Location/context-awareness refers to the ability to use location/context information for different objectives. A system is location/context-aware if it can extract, interpret and use location/context information and adapt its functionality to the current situation of use. CNSS will address the issues of a smooth evolution towards next generation infrastructure of communication systems, involving heterogeneous networks with location/context awareness. The combined CNSS system will provide enhanced and personalised services, whereas the location/context information and system will be extremely significant for achieving the required quality to added value services.

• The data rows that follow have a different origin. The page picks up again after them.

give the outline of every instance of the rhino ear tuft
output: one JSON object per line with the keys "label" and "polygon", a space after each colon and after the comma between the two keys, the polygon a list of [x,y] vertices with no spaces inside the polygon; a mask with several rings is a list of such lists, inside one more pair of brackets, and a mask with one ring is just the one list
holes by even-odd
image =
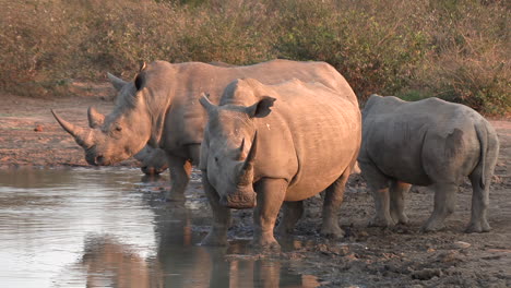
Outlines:
{"label": "rhino ear tuft", "polygon": [[266,117],[272,109],[270,107],[273,106],[273,103],[276,99],[270,96],[263,96],[261,100],[259,100],[257,104],[247,107],[247,113],[249,115],[250,118],[262,118]]}
{"label": "rhino ear tuft", "polygon": [[142,72],[142,70],[146,69],[147,68],[147,64],[145,63],[145,61],[143,61],[141,64],[140,64],[140,70],[139,72]]}
{"label": "rhino ear tuft", "polygon": [[209,94],[202,93],[199,103],[204,107],[204,109],[210,112],[216,109],[216,106],[210,101]]}
{"label": "rhino ear tuft", "polygon": [[110,83],[111,85],[114,86],[114,88],[116,88],[116,91],[121,91],[122,87],[128,84],[128,82],[123,81],[122,79],[120,77],[117,77],[115,76],[114,74],[110,74],[107,72],[107,76],[108,79],[110,80]]}
{"label": "rhino ear tuft", "polygon": [[145,73],[143,73],[143,71],[141,71],[136,75],[134,84],[135,84],[136,91],[140,91],[144,86],[144,84],[145,84]]}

The focus is on delivering enhanced services for the right person, at the proper place, in due time, with the required quality for a large variety of applications including emergency and healthcare assistance. “Enhanced Service” means to provide secure and context-based services; “Right Person” means to allow user personalisation and privacy; “Proper Place” means to provide location-aware services; “Due Time” means to provide services in a timely manner; “Required Quality” means to improve service quality by means of radio resource management.
In this frame, sensors play a key-role in several applications. Examples are provided by medical sensors in health monitoring, photonic sensors for robots in the area of universe observation, inertial optoelectronic sensors for Earth observation, photonic nanosensors for scientific payloads, optoelectronic sensors for stress and vibration detection in transport systems, inertial nanoelectronic sensors for satellite navigation, etc.
Radio resource management using position and context information, context/location based communications services. Localization technology has reached today a good level of accuracy and resolution. This has recently led to the strong interest towards location-based services. However, once this information has been made available to the user and/or the network, it could be used for other purposes than providing services to the user. Some works has already shown that this information can be used to improve radio resource management or mobility management (i.e., horizontal handover) by properly designed mechanisms. We claim that location information,
together with the knowledge of the user situation or context, could become the most important enabling function for design solutions over heterogeneous wireless networks, in order to provide efficient integration of different access technologies. The location and context information for managing the radio resources of heterogeneous access networks, aiming at improving their quality of service and availability should be exploited optimally.